Long Short-Term Memory Networks (LSTM)
LSTMs are a special breed of RNNs built to remember things for longer stretches. They’re designed to solve the problem of RNNs forgetting stuff over long sequences. If you’re dealing with complex tasks that need to hold onto information for a long time, like translating paragraphs or predicting what happens next in a TV series, LSTMs are your go-to.
Generative Adversarial Networks (GAN)
Imagine two AIs in a cat-and-mouse game: one generates fake data (like images), and the other tries to catch what’s fake and what’s real. That’s a GAN. This setup allows GANs to create incredibly realistic images, music, text, and more. They’re the artists of the neural network world, generating new, realistic data from scratch.
Weight
Think of weights as the neuron’s way of deciding how important an input is (multiply the input by the weight).
Bias
A tweak to make sure the neuron’s output fits just right (added to the input).
Activation Function
This step is where the magic happens, allowing the neuron to tackle complex patterns by bending and stretching the data in nonlinear ways. Popular choices for this function are ReLU, Sigmoid, and Tanh, each with its way of tweaking the data.
Weighted Sum
The first step in the neural computation process involves aggregating the inputs to a neuron, each multiplied by their respective weights, and then adding a bias term. This operation is known as the weighted sum or linear combination.
Mathematically, it is expressed as:
Y= W1X1+W2X2+b (summation over n weights)
The weighted sum is crucial because it constitutes the raw input signal to a neuron before any non-linear transformation. It allows the network to perform a linear transformation of the inputs, adjusting the importance (weight) of each input in the neuron’s output.

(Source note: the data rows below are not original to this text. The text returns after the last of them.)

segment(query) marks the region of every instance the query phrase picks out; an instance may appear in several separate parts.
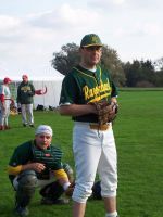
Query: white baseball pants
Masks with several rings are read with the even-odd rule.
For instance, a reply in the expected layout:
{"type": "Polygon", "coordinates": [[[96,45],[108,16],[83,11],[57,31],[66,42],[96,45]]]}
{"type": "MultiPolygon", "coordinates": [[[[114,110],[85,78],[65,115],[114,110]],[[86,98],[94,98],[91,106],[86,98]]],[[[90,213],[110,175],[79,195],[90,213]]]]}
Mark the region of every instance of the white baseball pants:
{"type": "Polygon", "coordinates": [[[76,186],[73,200],[86,203],[97,173],[101,180],[101,195],[116,196],[117,157],[112,127],[105,131],[90,129],[89,123],[75,123],[73,152],[76,167],[76,186]]]}

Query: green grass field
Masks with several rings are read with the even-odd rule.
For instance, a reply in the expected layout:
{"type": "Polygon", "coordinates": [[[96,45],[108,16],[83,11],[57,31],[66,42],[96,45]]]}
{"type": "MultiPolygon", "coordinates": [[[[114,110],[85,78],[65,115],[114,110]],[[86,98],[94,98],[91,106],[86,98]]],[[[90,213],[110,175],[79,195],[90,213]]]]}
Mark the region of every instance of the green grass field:
{"type": "MultiPolygon", "coordinates": [[[[120,91],[120,113],[113,128],[118,154],[117,207],[120,217],[163,216],[163,91],[120,91]]],[[[74,167],[70,117],[57,112],[35,112],[35,124],[51,125],[53,143],[64,152],[63,162],[74,167]]],[[[13,149],[34,137],[21,116],[10,116],[12,129],[0,131],[0,216],[12,217],[14,191],[7,166],[13,149]]],[[[33,217],[71,217],[68,205],[40,205],[38,192],[29,205],[33,217]]],[[[103,217],[102,201],[88,201],[86,217],[103,217]]]]}

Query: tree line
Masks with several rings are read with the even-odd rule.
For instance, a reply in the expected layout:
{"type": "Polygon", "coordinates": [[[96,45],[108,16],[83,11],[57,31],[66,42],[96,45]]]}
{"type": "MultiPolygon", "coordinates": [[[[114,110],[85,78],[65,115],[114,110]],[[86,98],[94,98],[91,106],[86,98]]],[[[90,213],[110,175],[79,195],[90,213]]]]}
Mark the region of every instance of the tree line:
{"type": "MultiPolygon", "coordinates": [[[[76,43],[67,43],[52,55],[52,67],[66,75],[79,63],[79,47],[76,43]]],[[[110,69],[118,87],[163,87],[163,58],[155,62],[134,60],[124,63],[114,49],[104,44],[100,65],[110,69]]]]}

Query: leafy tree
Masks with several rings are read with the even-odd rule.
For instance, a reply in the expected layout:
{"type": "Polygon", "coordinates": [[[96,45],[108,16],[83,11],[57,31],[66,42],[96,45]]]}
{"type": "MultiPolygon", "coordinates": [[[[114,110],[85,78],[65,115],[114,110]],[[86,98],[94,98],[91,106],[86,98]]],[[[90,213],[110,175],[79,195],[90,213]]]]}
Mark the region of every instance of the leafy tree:
{"type": "Polygon", "coordinates": [[[101,66],[110,69],[113,80],[117,86],[125,85],[126,77],[117,52],[106,44],[104,44],[102,49],[101,66]]]}
{"type": "Polygon", "coordinates": [[[137,87],[141,85],[150,87],[155,84],[154,66],[151,61],[138,61],[135,60],[133,63],[127,62],[123,65],[126,75],[126,86],[137,87]]]}

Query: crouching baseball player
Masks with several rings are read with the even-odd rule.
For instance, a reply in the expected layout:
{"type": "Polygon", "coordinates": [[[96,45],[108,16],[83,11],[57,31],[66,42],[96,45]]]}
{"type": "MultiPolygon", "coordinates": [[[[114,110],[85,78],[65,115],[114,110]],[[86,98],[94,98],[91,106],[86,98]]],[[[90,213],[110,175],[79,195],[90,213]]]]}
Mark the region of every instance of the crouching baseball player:
{"type": "Polygon", "coordinates": [[[9,163],[9,178],[15,190],[15,213],[28,215],[28,204],[37,187],[40,187],[41,203],[58,204],[65,192],[70,194],[72,169],[62,164],[62,152],[51,144],[52,129],[40,125],[35,139],[18,145],[9,163]]]}

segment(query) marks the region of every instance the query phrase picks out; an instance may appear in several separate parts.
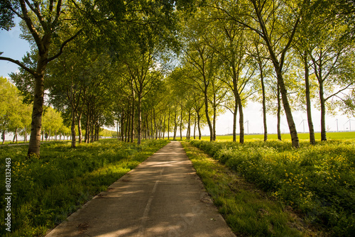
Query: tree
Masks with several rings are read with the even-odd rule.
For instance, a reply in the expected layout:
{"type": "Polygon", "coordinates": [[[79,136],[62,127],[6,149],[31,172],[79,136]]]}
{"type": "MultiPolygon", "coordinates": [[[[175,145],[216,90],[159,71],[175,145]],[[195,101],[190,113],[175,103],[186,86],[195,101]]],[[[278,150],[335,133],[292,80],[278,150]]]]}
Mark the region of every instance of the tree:
{"type": "MultiPolygon", "coordinates": [[[[58,57],[63,52],[65,45],[77,37],[81,32],[77,31],[74,35],[68,36],[65,40],[55,39],[57,33],[64,26],[62,19],[65,17],[63,8],[68,10],[66,3],[62,0],[58,1],[33,1],[19,0],[18,2],[4,0],[1,1],[0,9],[1,18],[11,15],[11,20],[6,18],[6,26],[11,25],[12,16],[16,15],[26,23],[27,31],[31,35],[31,40],[34,42],[36,48],[38,59],[36,68],[28,67],[23,62],[6,57],[0,57],[1,60],[7,60],[18,65],[19,67],[33,76],[35,83],[33,86],[33,109],[32,111],[31,132],[28,146],[28,155],[40,154],[40,130],[42,127],[42,114],[43,111],[44,97],[44,77],[47,65],[50,61],[58,57]],[[6,13],[5,15],[4,13],[6,13]],[[7,15],[6,15],[7,13],[7,15]],[[53,47],[53,41],[58,42],[58,47],[53,47]],[[61,41],[61,42],[60,42],[61,41]]],[[[4,23],[1,24],[1,26],[4,23]]],[[[7,28],[9,27],[7,26],[7,28]]]]}
{"type": "Polygon", "coordinates": [[[285,56],[294,40],[295,32],[304,13],[305,1],[248,0],[230,4],[213,1],[207,6],[218,10],[215,18],[231,21],[260,35],[268,48],[278,78],[283,108],[286,114],[293,145],[300,146],[296,126],[288,102],[283,76],[285,56]]]}

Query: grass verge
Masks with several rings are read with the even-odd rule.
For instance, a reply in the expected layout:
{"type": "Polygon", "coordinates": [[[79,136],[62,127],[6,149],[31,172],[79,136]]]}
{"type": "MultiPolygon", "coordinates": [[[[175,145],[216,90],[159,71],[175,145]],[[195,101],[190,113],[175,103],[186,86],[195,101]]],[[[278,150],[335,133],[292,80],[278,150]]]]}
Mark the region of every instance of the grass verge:
{"type": "MultiPolygon", "coordinates": [[[[6,159],[11,160],[12,222],[11,231],[4,227],[0,236],[44,236],[167,143],[102,140],[71,148],[70,143],[50,143],[41,145],[40,158],[31,158],[26,145],[1,148],[1,180],[5,180],[6,159]]],[[[5,226],[5,185],[0,192],[0,224],[5,226]]]]}
{"type": "Polygon", "coordinates": [[[311,145],[301,141],[236,143],[192,141],[260,189],[297,209],[332,236],[355,232],[355,145],[354,140],[311,145]]]}
{"type": "Polygon", "coordinates": [[[182,145],[219,213],[242,236],[319,236],[290,206],[262,192],[187,142],[182,145]]]}

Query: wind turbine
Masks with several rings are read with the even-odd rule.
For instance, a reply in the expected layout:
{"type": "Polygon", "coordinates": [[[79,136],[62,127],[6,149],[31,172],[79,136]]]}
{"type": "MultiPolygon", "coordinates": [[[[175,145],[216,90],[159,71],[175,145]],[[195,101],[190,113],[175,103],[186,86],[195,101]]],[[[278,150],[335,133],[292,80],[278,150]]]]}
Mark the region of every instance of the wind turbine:
{"type": "Polygon", "coordinates": [[[351,121],[354,121],[353,119],[349,119],[345,123],[344,123],[344,125],[346,124],[347,123],[349,123],[349,131],[351,132],[351,121]]]}

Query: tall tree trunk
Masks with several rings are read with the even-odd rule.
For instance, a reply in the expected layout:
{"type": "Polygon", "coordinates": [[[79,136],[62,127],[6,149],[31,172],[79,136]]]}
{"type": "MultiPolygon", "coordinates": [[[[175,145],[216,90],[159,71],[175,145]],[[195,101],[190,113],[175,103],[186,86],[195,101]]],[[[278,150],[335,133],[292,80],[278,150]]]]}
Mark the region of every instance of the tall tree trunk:
{"type": "Polygon", "coordinates": [[[170,110],[169,109],[169,116],[168,116],[168,140],[170,139],[170,110]]]}
{"type": "Polygon", "coordinates": [[[35,88],[33,97],[33,109],[32,110],[32,122],[31,123],[30,142],[28,155],[40,155],[40,130],[42,128],[42,114],[43,112],[44,97],[44,75],[47,65],[46,56],[39,57],[37,63],[37,72],[40,72],[35,77],[35,88]]]}
{"type": "Polygon", "coordinates": [[[286,54],[286,52],[289,49],[290,45],[291,45],[291,43],[293,40],[293,38],[295,36],[295,33],[296,32],[297,27],[297,26],[300,23],[300,16],[299,16],[297,18],[297,19],[295,22],[295,25],[293,26],[293,28],[292,30],[292,32],[290,35],[290,38],[288,40],[288,43],[285,45],[285,48],[281,52],[280,60],[278,60],[277,58],[277,54],[274,51],[271,41],[270,40],[269,34],[268,33],[268,30],[266,28],[266,26],[265,23],[264,23],[263,19],[262,9],[259,9],[259,7],[262,8],[263,6],[263,6],[263,4],[256,5],[256,1],[253,2],[253,4],[254,6],[254,9],[256,10],[256,13],[257,17],[258,17],[258,21],[260,24],[261,28],[261,31],[263,33],[263,35],[262,35],[263,38],[265,40],[265,43],[266,43],[266,46],[268,47],[268,50],[269,54],[270,54],[270,57],[273,62],[273,67],[275,68],[275,71],[276,72],[276,75],[278,77],[278,84],[280,86],[280,92],[281,93],[281,99],[282,99],[282,101],[283,101],[283,109],[284,109],[285,114],[286,115],[286,118],[287,118],[288,124],[288,128],[290,130],[290,134],[291,135],[292,145],[294,148],[299,148],[300,147],[300,141],[298,139],[298,135],[297,133],[296,126],[295,124],[295,121],[293,121],[291,107],[290,106],[290,104],[288,103],[286,86],[285,84],[285,81],[284,81],[283,77],[283,63],[285,61],[285,55],[286,54]]]}
{"type": "Polygon", "coordinates": [[[206,114],[206,118],[207,119],[208,128],[209,129],[209,141],[213,140],[213,128],[212,124],[211,123],[211,119],[209,118],[209,115],[208,113],[208,96],[207,96],[207,85],[206,82],[204,83],[204,113],[206,114]]]}
{"type": "Polygon", "coordinates": [[[214,89],[214,83],[213,85],[213,140],[216,140],[216,119],[217,119],[217,104],[216,104],[216,92],[214,89]]]}
{"type": "Polygon", "coordinates": [[[5,130],[2,131],[1,140],[2,140],[2,144],[4,145],[4,143],[5,143],[5,130]]]}
{"type": "Polygon", "coordinates": [[[238,101],[235,98],[234,112],[233,113],[233,142],[236,142],[236,114],[238,114],[238,101]]]}
{"type": "Polygon", "coordinates": [[[186,139],[187,140],[190,140],[191,138],[191,135],[190,135],[190,133],[191,133],[191,111],[189,111],[189,117],[188,117],[188,121],[187,121],[187,136],[186,136],[186,139]]]}
{"type": "Polygon", "coordinates": [[[129,136],[131,134],[131,104],[129,101],[128,104],[128,111],[127,111],[127,123],[126,123],[126,138],[124,138],[124,141],[129,143],[129,136]]]}
{"type": "Polygon", "coordinates": [[[165,136],[165,114],[164,114],[164,123],[163,123],[163,139],[164,140],[165,136]]]}
{"type": "Polygon", "coordinates": [[[213,106],[213,140],[216,140],[216,119],[217,119],[217,108],[214,104],[213,106]]]}
{"type": "Polygon", "coordinates": [[[286,87],[285,85],[285,82],[283,80],[281,72],[278,72],[278,83],[280,85],[280,92],[281,93],[281,99],[283,104],[283,109],[285,111],[285,114],[286,115],[286,118],[288,121],[288,128],[290,129],[290,133],[291,135],[292,145],[294,148],[298,148],[300,147],[298,134],[297,133],[295,121],[293,121],[291,107],[290,106],[290,104],[288,103],[286,87]]]}
{"type": "Polygon", "coordinates": [[[136,106],[135,101],[135,93],[134,90],[132,89],[132,123],[131,124],[132,128],[131,128],[131,143],[133,143],[134,140],[134,107],[136,106]]]}
{"type": "MultiPolygon", "coordinates": [[[[322,77],[321,77],[322,78],[322,77]]],[[[327,131],[325,128],[325,99],[323,81],[320,80],[320,137],[321,140],[327,140],[327,131]]]]}
{"type": "Polygon", "coordinates": [[[77,113],[77,135],[79,136],[79,144],[80,144],[82,141],[82,112],[80,110],[79,113],[77,113]]]}
{"type": "Polygon", "coordinates": [[[264,141],[268,140],[268,125],[266,123],[266,97],[265,95],[265,83],[264,83],[264,75],[263,75],[263,67],[261,58],[260,57],[260,52],[258,47],[256,45],[256,52],[258,53],[258,65],[259,66],[260,70],[260,79],[261,81],[261,90],[263,93],[263,121],[264,126],[264,141]]]}
{"type": "Polygon", "coordinates": [[[76,141],[75,141],[75,117],[76,117],[76,111],[72,109],[72,125],[71,125],[71,131],[72,131],[72,148],[76,147],[76,141]]]}
{"type": "Polygon", "coordinates": [[[142,109],[141,107],[142,104],[142,95],[141,93],[138,94],[138,104],[137,104],[137,109],[138,109],[138,128],[137,128],[137,138],[138,138],[138,141],[137,144],[140,145],[141,143],[142,140],[142,109]]]}
{"type": "Polygon", "coordinates": [[[182,106],[181,106],[181,112],[180,116],[180,140],[182,140],[182,106]]]}
{"type": "Polygon", "coordinates": [[[27,126],[25,125],[25,131],[23,134],[23,140],[25,143],[27,143],[27,126]]]}
{"type": "Polygon", "coordinates": [[[90,114],[89,111],[89,109],[87,110],[87,122],[85,124],[85,143],[89,143],[89,138],[90,138],[90,114]]]}
{"type": "Polygon", "coordinates": [[[315,128],[312,121],[312,105],[310,101],[310,68],[308,65],[308,58],[307,53],[305,53],[303,57],[305,65],[305,84],[306,86],[306,105],[307,105],[307,118],[308,121],[308,128],[310,130],[310,143],[315,144],[315,128]]]}
{"type": "Polygon", "coordinates": [[[263,121],[264,125],[264,141],[268,140],[268,124],[266,123],[266,96],[265,94],[264,76],[261,62],[259,62],[260,77],[261,79],[261,89],[263,91],[263,121]]]}
{"type": "Polygon", "coordinates": [[[174,139],[173,140],[175,140],[176,139],[176,132],[178,131],[178,121],[177,121],[177,117],[178,117],[178,114],[177,114],[177,111],[176,111],[176,108],[175,108],[175,119],[174,119],[174,139]]]}
{"type": "Polygon", "coordinates": [[[196,140],[196,116],[195,116],[194,122],[194,140],[196,140]]]}
{"type": "Polygon", "coordinates": [[[281,99],[280,98],[280,87],[278,84],[278,139],[282,140],[281,138],[281,99]]]}
{"type": "Polygon", "coordinates": [[[13,139],[12,139],[12,143],[15,143],[15,139],[16,138],[17,136],[17,128],[15,128],[15,132],[13,133],[13,139]]]}
{"type": "Polygon", "coordinates": [[[197,112],[197,128],[199,130],[199,140],[201,140],[202,134],[201,133],[201,126],[200,126],[201,116],[200,113],[197,112]]]}
{"type": "Polygon", "coordinates": [[[243,104],[241,99],[238,94],[238,109],[239,109],[239,143],[244,143],[244,114],[243,113],[243,104]]]}

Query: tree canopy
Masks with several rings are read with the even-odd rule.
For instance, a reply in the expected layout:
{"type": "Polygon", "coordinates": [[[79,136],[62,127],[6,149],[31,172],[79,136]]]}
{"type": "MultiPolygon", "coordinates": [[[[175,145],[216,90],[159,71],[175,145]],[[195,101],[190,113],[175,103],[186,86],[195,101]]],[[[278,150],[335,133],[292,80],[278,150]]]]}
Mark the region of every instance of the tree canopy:
{"type": "Polygon", "coordinates": [[[243,143],[244,109],[258,101],[264,140],[267,114],[277,115],[279,133],[284,114],[297,148],[295,110],[306,108],[311,143],[312,104],[322,111],[323,140],[327,113],[339,108],[354,115],[354,6],[350,0],[5,0],[0,28],[21,18],[32,51],[21,61],[0,60],[20,67],[11,80],[23,101],[33,103],[28,154],[39,154],[49,105],[71,126],[74,147],[76,138],[99,139],[103,126],[116,126],[118,139],[140,143],[170,133],[176,138],[179,128],[190,139],[192,126],[200,138],[207,125],[212,141],[225,109],[234,114],[234,141],[239,127],[243,143]]]}

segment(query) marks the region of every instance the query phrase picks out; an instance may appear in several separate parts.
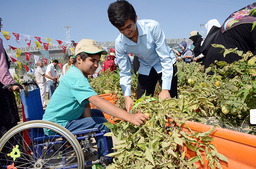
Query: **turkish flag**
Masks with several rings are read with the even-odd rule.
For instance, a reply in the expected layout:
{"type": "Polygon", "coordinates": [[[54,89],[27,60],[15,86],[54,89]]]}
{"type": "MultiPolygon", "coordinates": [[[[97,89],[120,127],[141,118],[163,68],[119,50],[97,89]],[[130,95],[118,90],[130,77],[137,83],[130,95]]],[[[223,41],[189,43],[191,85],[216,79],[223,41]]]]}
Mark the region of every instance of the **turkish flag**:
{"type": "Polygon", "coordinates": [[[111,48],[110,49],[110,50],[109,51],[109,53],[113,52],[116,53],[116,50],[115,50],[115,48],[111,48]]]}
{"type": "Polygon", "coordinates": [[[59,63],[58,64],[59,66],[60,67],[60,69],[62,69],[62,63],[59,63]]]}
{"type": "Polygon", "coordinates": [[[43,60],[44,60],[44,64],[46,64],[46,65],[47,65],[47,59],[44,58],[43,57],[43,60]]]}
{"type": "Polygon", "coordinates": [[[63,46],[61,46],[61,47],[62,47],[62,49],[63,49],[63,53],[65,53],[65,52],[66,51],[66,48],[67,47],[63,46]]]}
{"type": "Polygon", "coordinates": [[[14,35],[17,40],[18,41],[20,40],[20,34],[19,33],[13,33],[13,35],[14,35]]]}
{"type": "Polygon", "coordinates": [[[49,43],[44,43],[44,49],[46,51],[48,50],[48,47],[49,47],[49,43]]]}
{"type": "Polygon", "coordinates": [[[41,37],[38,37],[37,36],[34,36],[34,37],[35,37],[35,38],[36,39],[36,40],[37,40],[39,42],[40,42],[40,43],[42,43],[42,42],[41,41],[41,37]]]}
{"type": "Polygon", "coordinates": [[[10,57],[11,58],[11,60],[12,60],[12,62],[13,63],[14,63],[14,62],[16,62],[17,61],[17,60],[13,59],[12,57],[10,57]]]}
{"type": "Polygon", "coordinates": [[[60,41],[60,40],[56,40],[56,39],[55,39],[55,40],[56,40],[57,41],[58,43],[60,45],[61,45],[62,44],[62,41],[60,41]]]}
{"type": "Polygon", "coordinates": [[[14,47],[12,47],[12,46],[10,46],[10,45],[8,45],[8,46],[10,46],[10,48],[12,48],[12,50],[15,50],[15,49],[17,49],[17,48],[16,48],[14,47]]]}
{"type": "Polygon", "coordinates": [[[24,64],[23,64],[23,65],[25,67],[25,68],[26,68],[26,70],[27,71],[27,72],[28,72],[28,71],[29,71],[30,69],[28,68],[28,66],[27,66],[26,65],[24,65],[24,64]]]}
{"type": "Polygon", "coordinates": [[[29,61],[29,59],[30,58],[31,53],[30,53],[27,52],[25,52],[25,54],[26,55],[26,59],[27,59],[27,61],[29,61]]]}

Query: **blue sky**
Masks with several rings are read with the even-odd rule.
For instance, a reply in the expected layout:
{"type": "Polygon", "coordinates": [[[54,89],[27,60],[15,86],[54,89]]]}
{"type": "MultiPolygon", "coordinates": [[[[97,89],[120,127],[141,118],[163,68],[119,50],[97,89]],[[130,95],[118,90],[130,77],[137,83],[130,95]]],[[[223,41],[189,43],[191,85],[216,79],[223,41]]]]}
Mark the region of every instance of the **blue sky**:
{"type": "MultiPolygon", "coordinates": [[[[71,40],[82,39],[96,41],[114,41],[119,34],[108,20],[107,9],[115,1],[110,0],[62,0],[1,1],[0,17],[2,31],[21,34],[66,40],[64,27],[71,26],[71,40]]],[[[254,2],[252,0],[129,0],[134,8],[138,20],[157,21],[167,39],[188,38],[191,31],[200,32],[200,24],[217,19],[221,25],[232,12],[254,2]]],[[[206,35],[206,29],[205,28],[206,35]]],[[[23,38],[22,35],[21,37],[23,38]]],[[[26,45],[24,39],[21,45],[11,37],[5,45],[14,47],[26,45]]],[[[36,39],[31,37],[31,45],[36,39]]],[[[47,43],[44,39],[43,42],[47,43]]]]}

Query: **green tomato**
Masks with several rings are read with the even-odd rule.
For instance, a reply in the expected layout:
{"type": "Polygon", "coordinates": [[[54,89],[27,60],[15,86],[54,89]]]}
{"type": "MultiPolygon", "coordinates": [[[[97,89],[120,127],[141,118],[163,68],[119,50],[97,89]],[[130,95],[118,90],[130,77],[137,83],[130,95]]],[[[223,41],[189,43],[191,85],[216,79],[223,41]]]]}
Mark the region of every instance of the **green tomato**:
{"type": "Polygon", "coordinates": [[[190,84],[194,84],[195,83],[195,81],[192,79],[189,79],[188,80],[188,83],[190,84]]]}
{"type": "Polygon", "coordinates": [[[224,106],[221,108],[221,111],[224,114],[227,114],[229,112],[229,110],[225,106],[224,106]]]}

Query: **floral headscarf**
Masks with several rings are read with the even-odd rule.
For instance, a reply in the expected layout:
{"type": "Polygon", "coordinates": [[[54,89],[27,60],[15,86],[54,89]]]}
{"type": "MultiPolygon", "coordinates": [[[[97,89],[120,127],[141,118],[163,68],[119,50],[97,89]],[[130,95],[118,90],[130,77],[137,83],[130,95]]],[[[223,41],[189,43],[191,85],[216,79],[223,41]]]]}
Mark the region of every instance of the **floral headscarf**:
{"type": "Polygon", "coordinates": [[[256,21],[255,15],[250,16],[250,11],[256,8],[256,2],[243,8],[230,15],[221,26],[222,33],[237,25],[242,24],[253,23],[256,21]]]}

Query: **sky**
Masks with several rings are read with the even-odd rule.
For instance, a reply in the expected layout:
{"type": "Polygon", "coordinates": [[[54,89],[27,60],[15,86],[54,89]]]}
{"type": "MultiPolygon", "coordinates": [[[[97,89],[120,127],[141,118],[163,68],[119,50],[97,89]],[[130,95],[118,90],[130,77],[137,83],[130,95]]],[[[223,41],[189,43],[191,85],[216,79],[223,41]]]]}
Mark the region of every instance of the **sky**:
{"type": "MultiPolygon", "coordinates": [[[[31,45],[35,45],[33,36],[66,41],[64,26],[71,26],[71,40],[78,42],[82,39],[96,41],[114,41],[120,34],[110,23],[107,10],[114,0],[1,0],[0,17],[2,31],[9,32],[7,41],[2,33],[4,47],[26,46],[24,39],[20,45],[12,33],[32,36],[31,45]]],[[[200,24],[217,19],[222,25],[233,12],[254,2],[252,0],[128,0],[138,19],[158,21],[166,39],[189,37],[190,32],[200,32],[200,24]]],[[[205,35],[207,29],[204,27],[205,35]]],[[[47,43],[45,39],[43,42],[47,43]]]]}

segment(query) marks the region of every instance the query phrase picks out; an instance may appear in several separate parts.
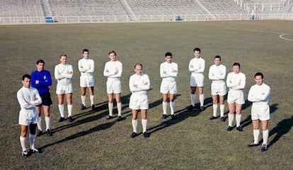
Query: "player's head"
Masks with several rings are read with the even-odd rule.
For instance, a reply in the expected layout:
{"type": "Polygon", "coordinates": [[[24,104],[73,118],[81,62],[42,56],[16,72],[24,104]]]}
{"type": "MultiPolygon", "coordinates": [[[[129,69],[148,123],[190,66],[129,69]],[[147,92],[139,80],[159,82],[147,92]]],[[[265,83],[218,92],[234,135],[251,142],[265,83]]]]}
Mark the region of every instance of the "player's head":
{"type": "Polygon", "coordinates": [[[82,55],[83,55],[84,59],[88,59],[88,56],[89,56],[88,49],[84,49],[84,50],[82,50],[82,55]]]}
{"type": "Polygon", "coordinates": [[[30,86],[30,75],[29,74],[25,74],[23,75],[23,87],[28,88],[30,86]]]}
{"type": "Polygon", "coordinates": [[[171,53],[171,52],[166,52],[165,54],[165,60],[168,63],[172,62],[172,58],[173,58],[172,57],[172,53],[171,53]]]}
{"type": "Polygon", "coordinates": [[[42,59],[37,61],[37,70],[41,71],[44,69],[45,61],[42,59]]]}
{"type": "Polygon", "coordinates": [[[61,54],[60,55],[60,62],[63,64],[66,64],[67,63],[67,54],[61,54]]]}
{"type": "Polygon", "coordinates": [[[113,50],[110,51],[108,54],[109,58],[111,61],[114,61],[117,60],[117,59],[116,59],[117,54],[116,54],[116,52],[115,51],[113,51],[113,50]]]}
{"type": "Polygon", "coordinates": [[[142,64],[137,63],[134,65],[134,71],[137,75],[141,75],[142,73],[142,64]]]}
{"type": "Polygon", "coordinates": [[[254,75],[254,80],[255,81],[256,84],[258,85],[261,85],[263,83],[263,75],[262,73],[256,73],[254,75]]]}
{"type": "Polygon", "coordinates": [[[216,66],[219,66],[221,63],[221,56],[215,56],[214,58],[214,62],[216,66]]]}
{"type": "Polygon", "coordinates": [[[233,63],[232,69],[235,73],[238,74],[240,71],[240,63],[233,63]]]}
{"type": "Polygon", "coordinates": [[[200,48],[195,48],[193,49],[193,54],[195,55],[195,57],[200,58],[200,48]]]}

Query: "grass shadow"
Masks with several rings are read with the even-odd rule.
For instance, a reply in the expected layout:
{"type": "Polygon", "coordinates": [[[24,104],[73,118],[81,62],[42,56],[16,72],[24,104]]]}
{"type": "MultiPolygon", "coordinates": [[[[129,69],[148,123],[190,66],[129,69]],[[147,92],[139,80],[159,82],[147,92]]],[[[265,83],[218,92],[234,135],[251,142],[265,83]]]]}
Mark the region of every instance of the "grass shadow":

Sigmoid Activation Function
This function squeezes its input into a narrow range between 0 and 1. It’s like taking any value, no matter how large or small, and translating it into a probability.
f(x) = 1/(1 + e^−x)
You’ll see sigmoid functions in the final layer of binary classification networks, where you need to decide between two options — yes or no, true or false, 1 or 0.
Hyperbolic Tangent Function (tanh)
tanh stretches the output range to between -1 and 1. This centers the data around 0, making it easier for layers down the line to learn from it.
f(x) = tanh(x) = (2/(1+e^-2x)) - 1
It’s often found in the hidden layers, helping to model more complex data relationships by balancing the input signal.
Rectified Linear Unit (ReLU)
ReLU is like a gatekeeper that passes positive values unchanged but blocks negatives, turning them to zero. This simplicity makes it very efficient and helps overcome some tricky problems in training deep neural networks.
f(x) = max(0,x)
Its simplicity and efficiency have made ReLU incredibly popular, especially in convolutional neural networks (CNNs) and deep learning models.
Leaky Rectified Linear Unit (Leaky ReLU)
Leaky ReLU allows a tiny, non-zero gradient when the input is less than zero, which keeps neurons alive and kicking even when they’re not actively firing.
f(x) = max(αx,x)
It’s a tweak to ReLU used in cases where the network might suffer from “dead neurons,” ensuring all parts of the network stay active over time.
Exponential Linear Unit (ELU)
ELU smooths out the function for negative inputs (using a parameter α for scaling), allowing for negative outputs but with a gentle curve. This can help the network maintain a mean activation closer to zero, improving learning dynamics.
f(x) = x (if x > 0)
α(e^x - 1)
Useful in deeper networks where ReLU’s sharp threshold could slow down learning.
Softmax Function
The softmax function turns logits, the raw output scores from the neurons, into probabilities by exponentiating and normalizing them. It ensures that the output values sum up to one, making them directly interpretable as probabilities.
f(x)i = e^xi / Σj e^xj
It’s the go-to for the output layer in multi-class classification problems, where each neuron corresponds to a different class, and you want to pick the most likely one.